No Britney Spears Auto-Tune here...
So by now you’ve probably read about the uproar over the leaked Britney Spears track where she is busted singing “Alien” without Auto-Tune. Take a listen. It’s pretty hideous. Her producer, William Orbit, defended her on Facebook:
"Warming up is essential if you’re a pro, as it is with a runner doing stretches, and it takes a while to do properly. I’ve heard all manner of sounds emitted during warmups. The point is that it is not supposed to be shared with millions of listeners."
I'm not going to get into whether she's warming up or not. The Auto-Tune debate has been raging for years. Some thinks it's cool and others think is the worst thing to happen to music:
"The prevalence of Auto-Tune comes from two longstanding pop music traditions — the desire to alter the human voice and the quest for perfection at the expense of real talent and emotion," wrote Tony Sclafani at MSNBC.com, just a few weeks ago before this latest debacle.
As Sclafani also points out, "too much meticulousness in pop music strips away passion." And that's where this relates to drum loops and Drums On Demand.
In the drumming world there is an equivalent to Auto-Tune. The most popular brand name plug-in is probably Beat Detective, but there are many other groove-tightening plug-ins available in recording software today.
What these plug-ins do is basically find the peak transients of the beats and then shifts them so they are perfectly in time. For example, you can take a kick or snare track and make sure that the beats appear at the exact point on the grid where they are supposed to.

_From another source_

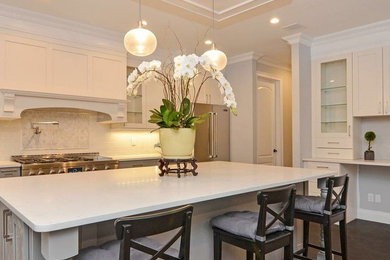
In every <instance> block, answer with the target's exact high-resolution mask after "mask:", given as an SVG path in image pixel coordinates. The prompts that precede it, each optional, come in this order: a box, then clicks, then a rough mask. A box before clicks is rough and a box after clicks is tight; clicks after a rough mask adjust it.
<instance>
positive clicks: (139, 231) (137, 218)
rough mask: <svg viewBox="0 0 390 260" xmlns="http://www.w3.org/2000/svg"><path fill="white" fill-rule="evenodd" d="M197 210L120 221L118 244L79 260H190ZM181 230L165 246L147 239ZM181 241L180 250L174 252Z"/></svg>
mask: <svg viewBox="0 0 390 260" xmlns="http://www.w3.org/2000/svg"><path fill="white" fill-rule="evenodd" d="M192 212H193V207H192V206H185V207H181V208H178V209H174V210H169V211H165V212H161V213H156V214H149V215H139V216H134V217H125V218H120V219H117V220H116V221H115V230H116V236H117V238H118V240H115V241H110V242H107V243H105V244H103V245H102V246H100V247H90V248H86V249H84V250H82V251H81V252H80V254H79V255H77V256H76V257H75V258H74V259H75V260H118V259H119V260H140V259H142V260H146V259H147V260H156V259H164V260H189V259H190V235H191V218H192ZM175 229H179V230H178V232H177V233H176V234H175V235H174V236H173V237H172V238H171V239H170V240H169V241H168V242H167V243H166V244H165V245H161V244H160V243H158V242H157V241H155V240H152V239H150V238H147V236H151V235H156V234H161V233H165V232H168V231H171V230H175ZM179 238H181V240H180V250H179V251H178V250H176V249H173V248H171V246H172V245H173V243H175V242H176V241H177V240H178V239H179Z"/></svg>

At Drums On Demand we do not use Beat Detective to tighten the performances of our artists. Our goal is create drum loops so you can replicate a live, human drummer in a studio. Our goal is not to create in-human, robot-like drums tracks.
Now, that being said, from time to time while cutting loops, we might manually tighten an obviously "loose" snare or kick. But in sum, we leave our drum loops as untouched as possible so that human passion and feel Sclafani talks about remains.